While the Kenyan government imports more sugar into the country, state’s Agriculture and Food Authority is blaming traders, particularly the Mumias Sugar Company for the biting shortage of sugar in the country.
The government allows companies that are outside the Common Market for Eastern and Southern Africa (Comesa) to freely ship in sweeteners in order to make up for a shortage caused by a drop in cane production.
The high demand for sweeteners follows a drought which left 2.7 million people in need of food aid after the country witnessed low rainfall in October and November last year leading to a rise in the prices of basic food commodities including sugar, milk and vegetables.
The Agriculture and Food Authority (AFA) who confirmed government’s moves to open gates for sugar barons to mint millions of shilling in the country, said the moves were aimed at neutralising the effects of the failure by Mumias Sugar Company to turn itself around.
Kenya produces 600,000 metric tonnes (MT) of sugar per year against a demand of 870,00 MT. This deficit used to be filled by controlled importation from Comesa countries but it further shortened after a ravaging drought in Africa which created a huge shortfall.
“The sugar shortage is also being experienced in the traditional sugarcane-producing regions within the Comesa block due to drought,” AFA Acting Director General Alfred Busolo told Weekend Business.
“There is also no sugar in the East African Community (EAC) which has caused a hike in prices. The only way we can reduce this is by increasing quantities,” he said.
The situation was worsened after Mumias Sugar Company, which once controlled more than half of the market shut down for months as the company source for a new managing director.
The price of sugar has continued to soar with consumers being restricted to buying just two packets from some supermarkets while some major brands have disappeared from the shelves.
Report from the market shows that two-kilogramme packet of Mumias Sugar company was retailing at Sh390 in major supermarkets, up from Sh330 in February while Sony Sugar was retailing at Sh380 up from Sh300 two months ago.
Before closing down, Mumia was already experiencing an acute shortage of cane which equally led to the company operating at 30 percent of its installed capacity.
The volume of sugarcane crushed by the miller had dropped by 45 percent to 319,746 tonnes from 581,541 tonnes.

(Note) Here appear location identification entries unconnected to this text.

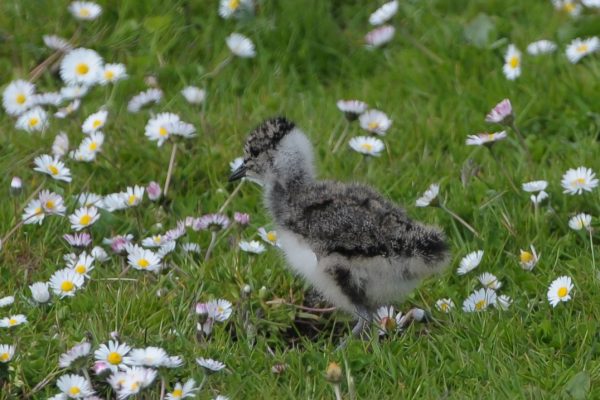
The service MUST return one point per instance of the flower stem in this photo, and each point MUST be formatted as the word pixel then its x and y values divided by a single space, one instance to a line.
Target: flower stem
pixel 170 169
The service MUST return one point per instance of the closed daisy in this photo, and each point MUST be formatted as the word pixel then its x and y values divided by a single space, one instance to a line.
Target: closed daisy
pixel 84 217
pixel 580 48
pixel 560 290
pixel 470 262
pixel 367 145
pixel 240 45
pixel 18 97
pixel 512 63
pixel 33 120
pixel 66 282
pixel 579 180
pixel 375 121
pixel 81 67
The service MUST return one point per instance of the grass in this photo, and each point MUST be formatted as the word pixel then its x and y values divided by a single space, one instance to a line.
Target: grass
pixel 435 85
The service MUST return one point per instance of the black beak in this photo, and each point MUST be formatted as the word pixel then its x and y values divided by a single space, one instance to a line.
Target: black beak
pixel 238 173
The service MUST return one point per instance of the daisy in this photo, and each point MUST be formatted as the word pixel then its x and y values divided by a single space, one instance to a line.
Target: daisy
pixel 240 45
pixel 112 73
pixel 352 108
pixel 479 300
pixel 113 354
pixel 210 365
pixel 74 386
pixel 512 63
pixel 485 139
pixel 470 262
pixel 193 94
pixel 183 391
pixel 12 321
pixel 528 259
pixel 144 98
pixel 39 292
pixel 375 121
pixel 541 47
pixel 444 305
pixel 65 282
pixel 33 120
pixel 252 247
pixel 78 351
pixel 143 259
pixel 580 221
pixel 576 181
pixel 94 122
pixel 580 48
pixel 18 97
pixel 501 113
pixel 7 352
pixel 384 13
pixel 230 8
pixel 53 167
pixel 560 290
pixel 219 310
pixel 429 196
pixel 84 217
pixel 367 145
pixel 489 281
pixel 380 36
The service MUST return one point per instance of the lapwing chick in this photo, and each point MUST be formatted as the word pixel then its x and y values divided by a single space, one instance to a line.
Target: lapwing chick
pixel 358 249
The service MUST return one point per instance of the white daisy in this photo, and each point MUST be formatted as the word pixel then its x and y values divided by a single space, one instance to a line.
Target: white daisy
pixel 384 13
pixel 560 290
pixel 81 67
pixel 367 145
pixel 65 282
pixel 94 122
pixel 112 73
pixel 580 221
pixel 53 167
pixel 7 352
pixel 541 47
pixel 143 259
pixel 380 36
pixel 113 354
pixel 33 120
pixel 429 195
pixel 144 98
pixel 18 97
pixel 240 45
pixel 480 300
pixel 85 10
pixel 252 247
pixel 470 262
pixel 580 48
pixel 74 386
pixel 576 181
pixel 489 281
pixel 512 63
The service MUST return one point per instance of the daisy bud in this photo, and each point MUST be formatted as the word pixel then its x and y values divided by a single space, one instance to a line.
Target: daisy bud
pixel 16 186
pixel 154 191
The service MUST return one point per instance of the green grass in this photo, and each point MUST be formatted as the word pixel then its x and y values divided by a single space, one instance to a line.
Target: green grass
pixel 435 86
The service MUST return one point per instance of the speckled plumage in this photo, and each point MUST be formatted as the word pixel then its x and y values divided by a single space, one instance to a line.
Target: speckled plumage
pixel 357 248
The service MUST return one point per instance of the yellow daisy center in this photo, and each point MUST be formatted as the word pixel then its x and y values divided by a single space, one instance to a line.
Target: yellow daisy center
pixel 480 305
pixel 562 292
pixel 114 358
pixel 82 69
pixel 74 391
pixel 67 286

Nzoia Sugar Company, which is one of the country’s leading millers is currently milling less than 2,000 tonnes per day against an installed capacity of 3,000 tonnes.
“We wish to assure Kenyans that all efforts are being made to ensure adequate sugar is available and there should be no cause for alarm,” AFA said in a statement on Friday.
The government also noted that some 40,000 MT of the commodity imported from Comesa will arrive in Kenya in two weeks while another 60,000 MT will arrive in the next two months.
This, according to the AFA, will leave a deficit of more than 100,000 MT yet to be imported from non-Comesa countries where production is way cheaper.
The AFA, however, noted that this would not bring the sugar prices down to the original levels. “Sugarcane prices are high all over the region and in Uganda, it is $850 per metric tone,” said Busolo.
“We have enhanced imports and in the next two-three weeks, we shall receive 40,000 tonnes of sugar from the COMESA countries. A further consignment of 60,000 tonnes is expected in the next two months,” the Kenyan authority added.